Semalam, setelah seharian kemarin aku menenangkan pikiran di kamar karena tak percaya bahwa lamaran beasiswa S2-ku diterima -yang sebenarnya aku juga masih belum sepenuhnya percaya- aku mengajak Mama dan Ayah untuk mengobrol sambil menonton TV.

"Ma! Yah! Aku dapet beasiswa S2" ucapku setelah bingung mau memulai bagaimana, karena Mama adalah Ibu yang protektif, nggak tegaan dan gampang kangen.

"Alhamdulillah!" Mama memelukku erat setelah diam sebentar. Sedangkan Ayah tersenyum bangga.

"Yang mana yang diterima?" Ayah, salah satu orang yang tahu tentang lamaran-lamaran beasiswaku selain Lani dan dua kakakku bertanya.

"Yang Eropa" jawabku sambil memperhatikan Mama yang kepalanya mendongak masih memelukku erat.

"Alhamdulillah!" Kali ini tahmid Mama lebih keras dan pelukannya semakin erat.
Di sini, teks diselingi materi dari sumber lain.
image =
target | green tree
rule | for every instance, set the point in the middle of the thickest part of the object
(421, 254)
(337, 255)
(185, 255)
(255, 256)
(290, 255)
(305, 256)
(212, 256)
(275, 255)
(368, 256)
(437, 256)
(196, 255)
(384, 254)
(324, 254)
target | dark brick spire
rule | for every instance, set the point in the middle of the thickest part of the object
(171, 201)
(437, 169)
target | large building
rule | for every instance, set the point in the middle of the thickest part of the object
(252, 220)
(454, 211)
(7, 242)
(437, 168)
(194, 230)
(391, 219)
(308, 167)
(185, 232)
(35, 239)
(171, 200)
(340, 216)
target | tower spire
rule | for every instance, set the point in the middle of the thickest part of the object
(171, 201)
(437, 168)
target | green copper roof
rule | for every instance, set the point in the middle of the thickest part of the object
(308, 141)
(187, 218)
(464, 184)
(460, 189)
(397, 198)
Beberapa detik kemudian terdengar suara isakan dari mama.

Ayah mengelus punggung Mama dan matanya juga mulai berkaca. Sedangkan aku, mulai menangis karena melihat kedua orangtuaku menangis bahagia.

Satu jam kemudian, setelah menenangkan diri, Mama menelpon kedua kakak perempuanku dan dengan isakannya memberi tahu kalau adik mereka mendapat beasiswa ke Eropa.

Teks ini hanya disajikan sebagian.